Предварение. Человек в синей шинели
— Гляди-ка, Люка, какой франт…
— Пьяный, что ли? — Люка прищурился.
В неясных отсветах портовых огней, проникавших в переулки квартала Ла Кабюсель, разглядеть силуэт человека было непросто. Шинель или темное пальто, фуражка вроде бы военно-морского образца, однако без кокарды. Трость в руке — металлический наконечник постукивает по булыжникам мостовой. Мерцает тускло-оранжевым огонек сигареты.
…Господин в фуражке неторопливо шел по улице Мадрагвилль, тянущейся вдоль Новой гавани мимо пакгаузов, нефтяных танков и железнодорожных путей сортировочной станции. Этот район и в довоенное-то время не считался респектабельным — неистребимые запахи нефти, угольной пыли и креозота, да и публика весьма сомнительная, — а теперь соваться в Ла Кабюсель вовсе не рекомендовалось. Особенно после заката. Уличного освещения нет, — экономия! — полиция режется в карты в участке в трех кварталах выше, даже грязненькие припортовые бордели и те закрыты: дефицит клиентов.
С колокольни церкви Сен-Луи донесся перезвон — четверть третьего ночи.
— Пощупаем? — вполголоса сказал Люка. Покосился на компаньона — Жак не возражал. В конце концов, незнакомца с тросточкой сюда никто не звал. Лишится часов и нескольких франков — так впредь умнее будет.
— Не подаст ли сударь отставным матросам на выпивку? — Люка оторвался от стены дома с облезлой вывеской «Литораль. Бар и комнаты» и решительно загородил дорогу. Жак оставался чуть позади и справа, страховал. — В горле пересохло — страсть.
Сударь остановился. Без малейших эмоций оглядел обоих клошаров. Парочка живописная, что и говорить. Брезентовые куртки, картузы самого пролетарского вида, рожи мало что много дней небритые, так еще и благообразностью не отличающиеся. Премерзкие рожи, прямо скажем, даже в темноте хорошо заметно. Перегаром разит.

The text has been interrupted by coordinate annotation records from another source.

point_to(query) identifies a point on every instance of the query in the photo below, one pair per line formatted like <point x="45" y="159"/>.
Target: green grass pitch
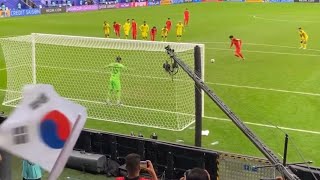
<point x="277" y="84"/>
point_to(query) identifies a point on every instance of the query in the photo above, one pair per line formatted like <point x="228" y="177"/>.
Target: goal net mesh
<point x="76" y="67"/>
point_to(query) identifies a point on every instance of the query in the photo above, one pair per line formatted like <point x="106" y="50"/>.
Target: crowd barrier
<point x="51" y="10"/>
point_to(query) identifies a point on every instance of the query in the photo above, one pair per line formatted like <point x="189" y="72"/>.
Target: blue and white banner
<point x="25" y="12"/>
<point x="279" y="1"/>
<point x="43" y="129"/>
<point x="177" y="1"/>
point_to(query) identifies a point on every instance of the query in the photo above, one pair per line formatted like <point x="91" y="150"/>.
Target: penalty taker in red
<point x="237" y="44"/>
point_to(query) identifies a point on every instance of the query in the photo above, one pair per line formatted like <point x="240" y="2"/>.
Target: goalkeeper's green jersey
<point x="116" y="71"/>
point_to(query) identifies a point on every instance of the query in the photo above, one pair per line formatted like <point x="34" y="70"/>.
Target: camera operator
<point x="196" y="174"/>
<point x="134" y="166"/>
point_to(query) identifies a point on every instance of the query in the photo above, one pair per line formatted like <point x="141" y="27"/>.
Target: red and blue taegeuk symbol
<point x="55" y="129"/>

Бросив сигарету, господин преспокойно сунул руку во внутренний карман шинели, — именно шинели, темно-синей, сейчас кажущейся черной, без единого знака различия. Извлек банкноту. Молча отдал.
Так.
Люка глазам своим не поверил — пять тысяч франков довоенного образца с богиней Никой, «Francs Victoire». Редкость по нынешним временам несказанная: в 1940 году после отступления из Дюнкерка значительную часть ассигнаций Банка Франции вывезли из страны, так что новому правительству в Виши пришлось начать печатать свои деньги, обесценивающиеся с каждым прошедшим месяцем…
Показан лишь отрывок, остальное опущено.